Professor of Pharmacology and Senior Research Scientist at the Mental Health Research Institute. Role of phospholipids in signal transduction at cell-surface receptors. Functional roles of phosphoinositides in receptor endocytosis, maintenance of the actin cytoskeleton and in regulation of cell volume.

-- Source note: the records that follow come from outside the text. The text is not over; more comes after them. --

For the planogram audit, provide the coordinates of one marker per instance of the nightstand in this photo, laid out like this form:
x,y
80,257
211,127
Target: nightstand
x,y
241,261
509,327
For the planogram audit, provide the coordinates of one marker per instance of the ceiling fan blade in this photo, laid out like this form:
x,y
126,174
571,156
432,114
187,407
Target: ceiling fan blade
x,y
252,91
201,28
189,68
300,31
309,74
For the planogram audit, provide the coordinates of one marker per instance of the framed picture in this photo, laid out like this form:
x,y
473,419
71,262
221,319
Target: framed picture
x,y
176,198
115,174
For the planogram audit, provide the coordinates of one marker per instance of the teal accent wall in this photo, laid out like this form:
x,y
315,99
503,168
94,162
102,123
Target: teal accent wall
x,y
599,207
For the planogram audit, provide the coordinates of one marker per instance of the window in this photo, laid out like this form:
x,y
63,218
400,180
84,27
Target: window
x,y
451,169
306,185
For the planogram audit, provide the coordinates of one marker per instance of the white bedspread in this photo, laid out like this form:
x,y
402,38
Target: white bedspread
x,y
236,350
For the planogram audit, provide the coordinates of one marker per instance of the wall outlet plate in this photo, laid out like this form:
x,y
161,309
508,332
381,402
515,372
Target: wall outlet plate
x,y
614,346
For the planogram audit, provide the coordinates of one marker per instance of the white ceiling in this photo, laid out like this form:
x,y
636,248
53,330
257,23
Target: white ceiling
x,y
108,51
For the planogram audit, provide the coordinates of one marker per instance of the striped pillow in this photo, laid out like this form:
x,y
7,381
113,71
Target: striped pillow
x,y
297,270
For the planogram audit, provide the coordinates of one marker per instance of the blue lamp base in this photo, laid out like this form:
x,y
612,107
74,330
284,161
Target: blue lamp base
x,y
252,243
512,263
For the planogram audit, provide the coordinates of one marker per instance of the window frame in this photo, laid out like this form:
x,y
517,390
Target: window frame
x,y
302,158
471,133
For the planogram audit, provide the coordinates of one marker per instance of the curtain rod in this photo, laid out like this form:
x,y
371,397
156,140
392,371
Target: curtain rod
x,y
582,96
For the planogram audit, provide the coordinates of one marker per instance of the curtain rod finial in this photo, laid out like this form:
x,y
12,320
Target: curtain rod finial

The focus of this laboratory is that of the role played by phosphoinositides (inositol-containing phospholipids) in the cell biology of neural cells. These quantitatively minor phospholipids, which are prevalent within the nervous system, are known to play an important role in signal transduction events at neural membranes since their turnover is linked to the activation of a pharmacologically distinct group of cell-surface receptors. This then leads to activation of phospholipase C and the subsequent formation of intracellular second messengers involved in calcium homeostasis and protein phosphorylation. It has also become evident that inositol lipids may play important roles in other aspects of the cell biology of neurons. Elucidation of the roles for phosphoinositides in such functions as the internalization (endocytosis) of cell surface receptors and in maintenance of the actin cytoskeleton have been major research objectives of this laboratory. In addition, regulation of the homeostasis of myo-inositol, a key precursor molecule for phosphoinositide synthesis, has been investigated using human NT2-N neurons. The availability of inositol may be of major importance to our understanding of the therapeutic efficacy of lithium salts, which, to date, are the most effective form of treatment for manic-depressive psychosis. Most recently we have observed that receptor-stimulated phosphoinositide hydrolysis may facilitate the regulatory changes in brain cell volume following hypoosmotic stress (encountered during hyponatremia and other clinically relevant conditions). Increases in the volume of brain cells is of major physiological importance because of limitations of the skull. Our results suggest that cell surface receptors, operating via phospholipase C, can increase the release of small organic osmolytes such as inositol, taurine and glutamate. The release of the compounds is part of a regulatory volume decrease mechanism that restores the volume of brain cells.

Selected Publications:

  • Novak JE, Agranoff BW, and Fisher SK: Regulation of myo-inositol homeostasis in differentiated human NT2-N neurons. Neurochem. Res. 25:561-566, 2000.
  • Linseman DA, Hofmann F, and Fisher SK: A role for the small molecular weight GTPases, Rho and Cdc42, in muscarinic receptor signaling to focal adhesion kinase. J. Neurochem. 74:2010-2020, 2000.
  • Novak JE, Agranoff BW, and Fisher SK: Increased expression of G alpha q/11 and of phospholipase C beta 1/4 in differentiated human NT2-N neurons: enhancement of phosphoinositide hydrolysis. J. Neurochem. 74:2322-2330, 2000.
  • Holz RW, Hlubek MD, Sorensen SD, Fisher SK, Balla T, Ozaki S, Prestwich GD, Stuenkel EL, and Bittner MA: A pleckstrin homology domain specific for PtdIns-4-5-P2 and fused to green fluorescent protein identifies plasma membrane PtdIns-4-5-P2 as being important in exocytosis. J. Biol. Chem. 275:17878-17885, 2000.
  • Linseman DA, Heidenreich KA, and Fisher SK: Stimulation of M3 muscarinic receptors induces phosphorylation of the cdc42 effector activated cdc42Hs-associated kinase via a fyn tyrosine kinase signaling pathway. J. Biol. Chem. 276:5622-5628, 2001.
  • Fisher SK, Novak JE, and Agranoff BW: Inositol and higher inositol phosphates in neural tissues: homeostasis, metabolism and functional significance. J. Neurochem. 82:736-754, 2002.